Re: Draft for basic NUMA observability

From: Jakub Wartak <jakub(dot)wartak(at)enterprisedb(dot)com>
To: Bertrand Drouvot <bertranddrouvot(dot)pg(at)gmail(dot)com>
Cc: Andres Freund <andres(at)anarazel(dot)de>, PostgreSQL Hackers <pgsql-hackers(at)postgresql(dot)org>
Subject: Re: Draft for basic NUMA observability
Date: 2025-03-12 15:41:15
Message-ID: CAKZiRmzwO_KEXH4hkrHmx3qja0kER9pKW=3yyLvEP+b38vVLQg@mail.gmail.com
Views: Raw Message | Whole Thread | Download mbox | Resend email
Thread:
Lists: pgsql-hackers

On Mon, Mar 10, 2025 at 11:14 AM Bertrand Drouvot
<bertranddrouvot(dot)pg(at)gmail(dot)com> wrote:

> Thanks for the new version!

v10 is attached with most fixes after review and one new thing
introduced: pg_numa_available() for run-time decision inside tests
which was needed after simplifying code a little bit as you wanted.
I've also fixed -Dlibnuma=disabled as it was not properly implemented.
There are couple open items (minor/decision things), but most is fixed
or answered:

> Some random comments on 0001:
>
> === 1
>
> It does not compiles "alone". It's missing:
>
[..]
> +extern PGDLLIMPORT int huge_pages_status;
[..]
> -static int huge_pages_status = HUGE_PAGES_UNKNOWN;
> +int huge_pages_status = HUGE_PAGES_UNKNOWN;
>
> That come with 0002. So it has to be in 0001 instead.

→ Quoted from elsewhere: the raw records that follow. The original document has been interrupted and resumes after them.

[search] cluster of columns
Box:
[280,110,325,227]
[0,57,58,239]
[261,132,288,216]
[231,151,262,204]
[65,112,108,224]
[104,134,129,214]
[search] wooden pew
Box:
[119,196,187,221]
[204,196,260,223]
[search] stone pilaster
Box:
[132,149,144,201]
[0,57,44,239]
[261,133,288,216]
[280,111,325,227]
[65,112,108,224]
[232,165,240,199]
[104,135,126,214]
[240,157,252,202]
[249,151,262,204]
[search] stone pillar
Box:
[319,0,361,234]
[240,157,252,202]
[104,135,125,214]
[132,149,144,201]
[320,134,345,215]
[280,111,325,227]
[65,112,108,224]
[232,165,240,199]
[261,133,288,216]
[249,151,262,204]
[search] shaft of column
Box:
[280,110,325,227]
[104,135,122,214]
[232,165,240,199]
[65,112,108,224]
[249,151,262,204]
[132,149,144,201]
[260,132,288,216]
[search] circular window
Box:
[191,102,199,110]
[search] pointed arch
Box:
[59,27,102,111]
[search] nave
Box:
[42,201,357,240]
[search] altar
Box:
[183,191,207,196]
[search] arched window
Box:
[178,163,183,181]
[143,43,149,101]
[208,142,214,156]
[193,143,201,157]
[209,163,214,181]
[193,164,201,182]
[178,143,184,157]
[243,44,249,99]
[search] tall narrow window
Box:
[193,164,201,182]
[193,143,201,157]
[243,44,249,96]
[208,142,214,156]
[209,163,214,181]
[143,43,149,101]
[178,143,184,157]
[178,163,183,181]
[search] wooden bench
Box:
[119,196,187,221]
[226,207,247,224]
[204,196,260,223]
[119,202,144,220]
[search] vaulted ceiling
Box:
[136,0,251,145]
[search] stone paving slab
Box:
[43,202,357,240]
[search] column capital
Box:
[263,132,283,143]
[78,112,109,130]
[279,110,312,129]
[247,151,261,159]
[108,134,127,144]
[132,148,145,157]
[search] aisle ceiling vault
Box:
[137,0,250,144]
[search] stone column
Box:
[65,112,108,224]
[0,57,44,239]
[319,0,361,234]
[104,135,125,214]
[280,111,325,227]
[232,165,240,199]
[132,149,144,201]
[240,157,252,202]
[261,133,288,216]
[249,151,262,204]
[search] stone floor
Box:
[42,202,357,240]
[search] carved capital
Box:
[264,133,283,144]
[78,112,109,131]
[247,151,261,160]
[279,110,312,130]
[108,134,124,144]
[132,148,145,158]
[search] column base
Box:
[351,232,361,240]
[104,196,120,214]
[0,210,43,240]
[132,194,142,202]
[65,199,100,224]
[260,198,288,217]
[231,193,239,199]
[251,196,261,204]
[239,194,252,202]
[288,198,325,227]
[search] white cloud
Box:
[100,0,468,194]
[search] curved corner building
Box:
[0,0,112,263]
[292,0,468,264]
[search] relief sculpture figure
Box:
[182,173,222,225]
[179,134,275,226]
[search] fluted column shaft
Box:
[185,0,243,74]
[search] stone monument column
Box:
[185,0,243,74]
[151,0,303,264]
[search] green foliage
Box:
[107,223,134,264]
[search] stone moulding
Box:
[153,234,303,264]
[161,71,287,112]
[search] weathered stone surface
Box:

Ugh, good catch, I haven't thought about it in isolation, they are
separate to just ease review, but should be committed together. Fixed.

> === 2
>
> +else
> + as_fn_error $? "header file <numa.h> is required for --with-libnuma" "$LINENO" 5
> +fi
>
> Maybe we should add the same test (checking for numa.h) for meson?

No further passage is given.